Background · context and trade-offs
The pattern sits between two simpler shapes that resemble it. Parallelization fans the same prompt across a fixed number of workers and votes; the decomposition is decided at design time, not by an LLM at runtime. Planning splits a single agent into a planner and an executor, but the executor walks one step list in one process; there is no second model call per step in a separate context. Orchestrator-Workers earns its name when both conditions hold: the sub-tasks are not enumerable up front, and each one benefits from running in isolation. AutoGen and MetaGPT formalise the role split; Anthropic frames the workflow as the right answer when "you can't predict the subtasks."
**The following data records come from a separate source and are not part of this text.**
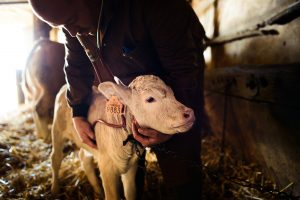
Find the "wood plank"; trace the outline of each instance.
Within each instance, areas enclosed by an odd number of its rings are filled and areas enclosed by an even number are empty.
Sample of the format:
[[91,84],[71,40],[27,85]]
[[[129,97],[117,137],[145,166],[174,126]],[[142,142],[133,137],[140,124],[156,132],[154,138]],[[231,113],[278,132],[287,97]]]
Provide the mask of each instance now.
[[218,68],[204,87],[212,132],[222,135],[225,123],[226,144],[279,185],[295,182],[299,195],[300,64]]

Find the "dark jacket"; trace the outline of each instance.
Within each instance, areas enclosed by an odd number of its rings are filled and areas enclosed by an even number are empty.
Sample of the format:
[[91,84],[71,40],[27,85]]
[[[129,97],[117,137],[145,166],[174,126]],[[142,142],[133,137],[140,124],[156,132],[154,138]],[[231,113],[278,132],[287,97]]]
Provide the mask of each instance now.
[[[185,0],[104,0],[101,22],[100,51],[113,75],[125,84],[158,75],[199,119],[205,33]],[[73,116],[86,116],[94,71],[77,38],[65,33],[68,102]]]
[[[177,100],[195,111],[196,124],[189,133],[163,144],[163,149],[179,158],[159,148],[154,151],[168,187],[192,183],[194,187],[186,187],[189,192],[184,195],[200,198],[201,167],[195,166],[201,166],[203,27],[185,0],[103,1],[100,52],[113,75],[125,84],[139,75],[158,75],[171,86]],[[77,39],[68,33],[66,37],[68,102],[73,116],[86,116],[94,70]]]

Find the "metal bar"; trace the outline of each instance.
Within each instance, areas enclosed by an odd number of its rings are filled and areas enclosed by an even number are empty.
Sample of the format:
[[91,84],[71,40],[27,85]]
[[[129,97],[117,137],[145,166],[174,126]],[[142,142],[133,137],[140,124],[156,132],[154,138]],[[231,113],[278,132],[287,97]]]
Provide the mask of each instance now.
[[0,1],[0,6],[1,5],[13,5],[13,4],[27,4],[28,1],[4,1],[4,2],[1,2]]
[[278,35],[278,31],[275,29],[270,29],[270,30],[246,30],[238,33],[234,33],[231,35],[224,35],[224,36],[219,36],[213,39],[208,39],[205,41],[206,46],[218,46],[218,45],[223,45],[226,43],[246,39],[246,38],[251,38],[251,37],[257,37],[257,36],[266,36],[266,35]]

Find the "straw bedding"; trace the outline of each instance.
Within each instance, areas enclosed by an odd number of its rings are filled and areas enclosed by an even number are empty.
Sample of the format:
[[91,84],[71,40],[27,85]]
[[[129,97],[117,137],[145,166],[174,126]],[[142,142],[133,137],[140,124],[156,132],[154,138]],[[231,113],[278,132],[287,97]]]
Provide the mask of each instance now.
[[[0,121],[0,199],[94,199],[93,190],[80,166],[77,149],[66,144],[60,174],[61,193],[53,196],[51,188],[51,144],[35,136],[35,127],[28,109]],[[219,170],[220,139],[207,136],[203,139],[202,161],[203,195],[205,199],[272,199],[272,195],[242,187],[222,178]],[[153,153],[146,155],[144,200],[163,199],[163,178]],[[212,170],[212,171],[211,171]],[[252,183],[276,188],[273,181],[264,177],[260,167],[241,161],[234,151],[225,149],[224,174],[239,177]]]

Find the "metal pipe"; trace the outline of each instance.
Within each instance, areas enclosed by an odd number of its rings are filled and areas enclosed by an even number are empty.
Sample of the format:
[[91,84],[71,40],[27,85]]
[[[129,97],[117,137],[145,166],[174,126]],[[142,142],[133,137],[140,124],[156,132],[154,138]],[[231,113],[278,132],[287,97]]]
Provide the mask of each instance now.
[[244,31],[237,32],[230,35],[217,36],[212,39],[206,38],[205,46],[218,46],[226,43],[242,40],[250,37],[265,36],[265,35],[278,35],[276,29],[263,29],[270,27],[274,24],[285,25],[292,20],[300,17],[300,0],[290,4],[275,15],[269,17],[267,20],[256,24],[254,27],[248,28]]

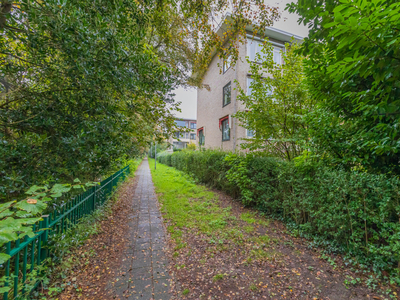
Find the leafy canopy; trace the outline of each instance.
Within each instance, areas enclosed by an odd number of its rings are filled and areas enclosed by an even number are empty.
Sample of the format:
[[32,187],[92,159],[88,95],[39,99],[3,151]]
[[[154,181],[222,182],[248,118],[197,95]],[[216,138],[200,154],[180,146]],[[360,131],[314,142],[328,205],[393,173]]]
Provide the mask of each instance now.
[[303,53],[311,96],[310,147],[348,167],[399,173],[400,3],[292,3],[310,34]]

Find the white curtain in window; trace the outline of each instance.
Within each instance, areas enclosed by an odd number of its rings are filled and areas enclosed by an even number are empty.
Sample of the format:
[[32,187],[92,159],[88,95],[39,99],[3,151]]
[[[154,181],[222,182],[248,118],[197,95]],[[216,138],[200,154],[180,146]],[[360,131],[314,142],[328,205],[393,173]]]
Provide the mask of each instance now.
[[274,63],[280,65],[282,64],[282,48],[274,47]]
[[[261,58],[265,57],[265,54],[261,52],[262,47],[262,41],[247,39],[247,56],[250,58],[251,61],[255,60],[257,53],[260,53]],[[282,54],[280,52],[282,49],[283,47],[278,46],[274,46],[273,48],[273,58],[274,62],[277,64],[282,64]]]

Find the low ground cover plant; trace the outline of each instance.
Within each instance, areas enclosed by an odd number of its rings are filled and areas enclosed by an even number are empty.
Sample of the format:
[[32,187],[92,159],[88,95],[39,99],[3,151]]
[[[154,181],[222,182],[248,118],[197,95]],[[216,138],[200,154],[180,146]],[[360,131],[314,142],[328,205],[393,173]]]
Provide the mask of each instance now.
[[400,283],[400,180],[271,157],[182,151],[158,161],[285,221],[349,263]]

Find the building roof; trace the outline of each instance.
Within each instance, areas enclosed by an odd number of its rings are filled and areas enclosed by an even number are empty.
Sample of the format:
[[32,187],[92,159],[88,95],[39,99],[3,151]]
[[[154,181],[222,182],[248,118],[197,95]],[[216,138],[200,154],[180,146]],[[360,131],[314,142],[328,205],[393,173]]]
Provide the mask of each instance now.
[[[227,25],[232,21],[232,14],[231,13],[226,13],[224,19],[219,23],[216,31],[217,34],[220,37],[224,36],[224,32],[227,30]],[[246,30],[252,32],[254,28],[254,25],[247,25],[246,26]],[[290,42],[292,37],[294,38],[294,40],[298,43],[301,43],[304,39],[304,37],[284,31],[284,30],[280,30],[274,27],[266,27],[265,31],[264,31],[264,35],[266,37],[270,37],[279,41],[283,41],[283,42]]]
[[[225,43],[228,40],[228,35],[224,36],[224,32],[227,31],[228,24],[232,22],[232,14],[231,13],[226,13],[225,17],[221,20],[221,22],[218,24],[216,28],[216,33],[217,35],[223,40],[223,43]],[[254,25],[247,25],[246,26],[246,31],[253,32]],[[299,35],[280,30],[274,27],[266,27],[264,34],[266,37],[273,38],[278,41],[282,42],[290,42],[292,38],[294,38],[295,42],[297,43],[302,43],[304,37],[301,37]],[[211,52],[211,58],[214,58],[214,56],[217,54],[217,50],[214,48]],[[211,60],[210,60],[211,63]],[[197,74],[198,75],[198,74]]]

The hard part is the orchestrator, not the workers. A planner that under-decomposes hands a single worker the whole job and adds latency for nothing; one that over-decomposes shatters context the workers needed and pays N times for the same prompt overhead. The aggregation step is where partial worker failures and disagreements surface, and a naive orchestrator that concatenates worker outputs verbatim leaks duplicate sentences and contradicts itself. Production deployments instrument worker count, fan-out latency, and aggregation conflicts, and treat the orchestrator prompt as the critical path. Every regression there multiplies through the workers below.